Following our discussions of fascism in Italy and Spain, Fascism: A Slate Academy arrives at an eastern example: Romania, where the movements of the 1920s and 1930s were particularly bloody, mystical, and anti-Semitic. We turn to Radu Ioanid, historian and archivist at the United States Holocaust Memorial Museum and author of The Sword of the Archangel: Fascist Ideology in Romania, to try to understand the difference.
We arrive at the fascism that looms above all others: Germany’s National Socialism.
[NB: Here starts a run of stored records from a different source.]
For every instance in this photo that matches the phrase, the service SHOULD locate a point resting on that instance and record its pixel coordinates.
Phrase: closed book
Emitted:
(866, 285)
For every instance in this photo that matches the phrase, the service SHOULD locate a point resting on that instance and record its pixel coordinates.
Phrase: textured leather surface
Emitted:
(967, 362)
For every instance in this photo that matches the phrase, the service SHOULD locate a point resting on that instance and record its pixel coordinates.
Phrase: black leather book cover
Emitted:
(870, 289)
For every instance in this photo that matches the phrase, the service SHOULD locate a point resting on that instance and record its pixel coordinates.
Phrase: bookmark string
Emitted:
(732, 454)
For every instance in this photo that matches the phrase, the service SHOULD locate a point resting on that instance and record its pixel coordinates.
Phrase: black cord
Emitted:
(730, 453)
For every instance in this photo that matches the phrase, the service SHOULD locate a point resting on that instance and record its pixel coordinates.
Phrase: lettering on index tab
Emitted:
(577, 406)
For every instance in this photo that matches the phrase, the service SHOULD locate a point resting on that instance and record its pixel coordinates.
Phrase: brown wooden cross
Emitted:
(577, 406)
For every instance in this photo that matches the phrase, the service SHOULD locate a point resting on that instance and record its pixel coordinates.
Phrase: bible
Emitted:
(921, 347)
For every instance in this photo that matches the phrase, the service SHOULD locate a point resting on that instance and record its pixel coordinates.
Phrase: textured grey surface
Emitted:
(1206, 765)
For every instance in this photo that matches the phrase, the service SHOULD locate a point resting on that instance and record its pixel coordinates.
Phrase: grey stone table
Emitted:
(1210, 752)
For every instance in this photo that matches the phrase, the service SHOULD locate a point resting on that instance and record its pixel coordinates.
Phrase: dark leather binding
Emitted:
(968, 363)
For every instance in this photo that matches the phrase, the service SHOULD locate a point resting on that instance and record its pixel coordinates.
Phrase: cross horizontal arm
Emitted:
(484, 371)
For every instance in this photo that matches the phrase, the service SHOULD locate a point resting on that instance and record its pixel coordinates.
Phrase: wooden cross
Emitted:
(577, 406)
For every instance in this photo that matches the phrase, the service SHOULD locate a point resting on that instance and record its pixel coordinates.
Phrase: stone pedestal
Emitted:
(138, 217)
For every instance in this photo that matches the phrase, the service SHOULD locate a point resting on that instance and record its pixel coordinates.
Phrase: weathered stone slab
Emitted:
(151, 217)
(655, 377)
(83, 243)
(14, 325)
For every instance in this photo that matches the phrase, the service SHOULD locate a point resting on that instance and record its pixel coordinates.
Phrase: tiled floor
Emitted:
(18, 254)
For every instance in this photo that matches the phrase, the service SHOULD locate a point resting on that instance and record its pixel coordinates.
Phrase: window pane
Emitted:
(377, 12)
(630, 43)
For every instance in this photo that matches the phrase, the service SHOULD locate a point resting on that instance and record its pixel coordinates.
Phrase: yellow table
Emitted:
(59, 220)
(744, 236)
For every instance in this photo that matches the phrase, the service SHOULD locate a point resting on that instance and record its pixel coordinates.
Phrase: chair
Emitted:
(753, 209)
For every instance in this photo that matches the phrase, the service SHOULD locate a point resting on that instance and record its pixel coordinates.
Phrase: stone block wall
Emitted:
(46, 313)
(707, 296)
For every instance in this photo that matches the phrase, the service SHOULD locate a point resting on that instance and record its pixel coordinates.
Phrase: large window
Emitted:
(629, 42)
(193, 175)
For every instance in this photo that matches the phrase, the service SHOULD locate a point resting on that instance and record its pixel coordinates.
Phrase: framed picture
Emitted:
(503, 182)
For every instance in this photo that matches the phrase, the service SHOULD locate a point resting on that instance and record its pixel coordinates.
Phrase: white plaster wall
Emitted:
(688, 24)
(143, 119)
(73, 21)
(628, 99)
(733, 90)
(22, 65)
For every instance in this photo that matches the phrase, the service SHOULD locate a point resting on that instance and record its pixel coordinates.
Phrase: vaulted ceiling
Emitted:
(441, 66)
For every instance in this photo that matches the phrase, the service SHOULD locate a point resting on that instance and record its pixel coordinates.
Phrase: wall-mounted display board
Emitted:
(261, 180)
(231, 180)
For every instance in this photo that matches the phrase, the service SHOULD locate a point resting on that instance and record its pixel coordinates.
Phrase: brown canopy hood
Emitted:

We talk to Yale historian Timothy Snyder, author of Black Earth: The Holocaust as History and Warning, about the ideological underpinnings of the Nazis’ particular brand of fascism.
In our fifth installment, we look at the small, but significant, smattering of fascist movements that took root in the United States and the mother country in the time before World War II. We interview Nancy MacLean, historian at Duke University and author of Behind the Mask of Chivalry: The Making of the Second Ku Klux Klan, to find out more about fascism’s hold on the American mind in the 1920s and 1930s.
In this final episode, we pull together all of the histories we’ve read, and try to determine how much we can, or can’t, use history’s example to understand what’s happening today. NYU historian Ruth Ben-Ghiat, an expert in Fascist Italy and our guest for our first episode, rejoins us, to help sort through comparisons and implications.